New York, October 22, 2001—An ethnic Albanian journalist in Kosovo was shot and killed in a drive-by shooting last Friday, according to local and international reports.
Bekim Kastrati, a journalist for the Albanian-language daily Bota Sot, was shot on October 19 at around 8 p.m. in the village of Lausa, west of the provincial capital, Pristina, along with two other men who were riding in his car at the time. One of the men was killed, and the other was wounded.
“The murder of Bekim Kastrati serves as a reminder of the grave security threats that journalists in Kosovo face,” said CPJ executive director Ann Cooper. “We call on the U.N. police in Kosovo to investigate this case aggressively and prosecute those responsible.”
Political link to murder possible
Kastrati’s employer, the Geneva-based Bota Sot, is supportive of politician Ibrahim Rugova and his leading ethnic Albanian party, the Democratic Alliance of Kosovo (LDK). U.N. police spokesperson Derek Chappell said his agency had not ruled out a political link to the murder, while Rugova called Kastrati’s murder a politically motivated crime and an attack on the free press in Kosovo, Deutsche Press-Agentur reported.
A second man killed in the attack, Besim Dajaku, was reported to be either the current or former bodyguard of Rugova. The third man injured in the attack, Gani Geci, was a former member of the now disbanded Kosovo Liberation Army.
In response to the killings, the LDK cancelled two days of election campaigning during the weekend.
CPJ investigating another attack
Rados Radonjic, an employee of Radio & Television Pristina, was shot through the window of his home in the village of Devet Jugovica, about 10 kilometers (6 miles) outside of Pristina, when he got up to turn on the lights after hearing strange noises in his backyard, the Belgrade-based VIP News reported.

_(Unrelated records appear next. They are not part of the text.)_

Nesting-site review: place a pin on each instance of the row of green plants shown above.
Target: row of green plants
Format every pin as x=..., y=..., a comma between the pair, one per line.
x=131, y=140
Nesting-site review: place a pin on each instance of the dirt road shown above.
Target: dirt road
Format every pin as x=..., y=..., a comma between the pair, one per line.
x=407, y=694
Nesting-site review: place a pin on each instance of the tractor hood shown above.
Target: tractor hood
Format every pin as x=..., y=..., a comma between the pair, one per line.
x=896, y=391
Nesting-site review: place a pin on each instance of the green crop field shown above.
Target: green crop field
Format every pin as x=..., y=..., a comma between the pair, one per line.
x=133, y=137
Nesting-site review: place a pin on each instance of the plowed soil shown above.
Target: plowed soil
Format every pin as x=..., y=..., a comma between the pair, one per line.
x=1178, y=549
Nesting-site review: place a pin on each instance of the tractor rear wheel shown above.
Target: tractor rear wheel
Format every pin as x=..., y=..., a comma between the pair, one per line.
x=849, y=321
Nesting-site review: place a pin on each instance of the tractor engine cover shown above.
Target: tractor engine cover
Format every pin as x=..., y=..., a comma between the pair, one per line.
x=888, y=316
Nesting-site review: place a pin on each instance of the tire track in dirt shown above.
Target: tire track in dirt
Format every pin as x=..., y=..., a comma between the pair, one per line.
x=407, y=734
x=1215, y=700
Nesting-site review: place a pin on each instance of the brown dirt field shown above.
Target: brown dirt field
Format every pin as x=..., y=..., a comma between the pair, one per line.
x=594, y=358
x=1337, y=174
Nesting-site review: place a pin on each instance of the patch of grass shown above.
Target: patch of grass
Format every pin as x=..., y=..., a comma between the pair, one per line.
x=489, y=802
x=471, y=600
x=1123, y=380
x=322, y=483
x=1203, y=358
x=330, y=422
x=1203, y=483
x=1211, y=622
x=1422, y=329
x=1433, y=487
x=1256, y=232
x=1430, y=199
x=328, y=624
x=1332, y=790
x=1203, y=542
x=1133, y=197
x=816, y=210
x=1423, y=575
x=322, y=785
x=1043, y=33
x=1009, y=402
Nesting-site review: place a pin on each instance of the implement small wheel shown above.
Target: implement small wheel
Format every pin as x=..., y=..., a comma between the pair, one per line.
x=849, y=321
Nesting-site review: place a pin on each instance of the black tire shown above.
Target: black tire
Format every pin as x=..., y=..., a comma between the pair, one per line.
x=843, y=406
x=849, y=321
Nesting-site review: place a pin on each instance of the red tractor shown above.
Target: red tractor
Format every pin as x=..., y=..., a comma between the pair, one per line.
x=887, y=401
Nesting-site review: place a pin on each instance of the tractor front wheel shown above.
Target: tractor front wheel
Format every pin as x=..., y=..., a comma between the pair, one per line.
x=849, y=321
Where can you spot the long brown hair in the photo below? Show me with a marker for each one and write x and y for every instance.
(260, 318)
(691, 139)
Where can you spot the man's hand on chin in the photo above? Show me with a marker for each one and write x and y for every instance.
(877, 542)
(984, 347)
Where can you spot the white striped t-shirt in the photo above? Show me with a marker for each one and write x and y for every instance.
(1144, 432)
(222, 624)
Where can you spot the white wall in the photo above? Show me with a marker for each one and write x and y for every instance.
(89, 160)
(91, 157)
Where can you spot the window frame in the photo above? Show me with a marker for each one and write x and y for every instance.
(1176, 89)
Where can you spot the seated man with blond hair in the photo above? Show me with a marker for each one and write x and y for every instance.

The motive for the shooting was not known.
The violence comes at a time of growing political tension in Kosovo, where political parties are preparing for the first round of province-wide elections, to be held on November 17. The vote will elect a 120-seat assembly, which will have broad authority but will remain subordinate to the province’s U.N. mission.
Campaigning for the election began two weeks ago, and this last Tuesday a building housing the local LDK office in a southern Kosovo town was heavily damaged by what appeared to be a grenade attacke, Reuters reported.
CPJ will continue to investigate both cases to determine whether the journalists were targeted because of their work.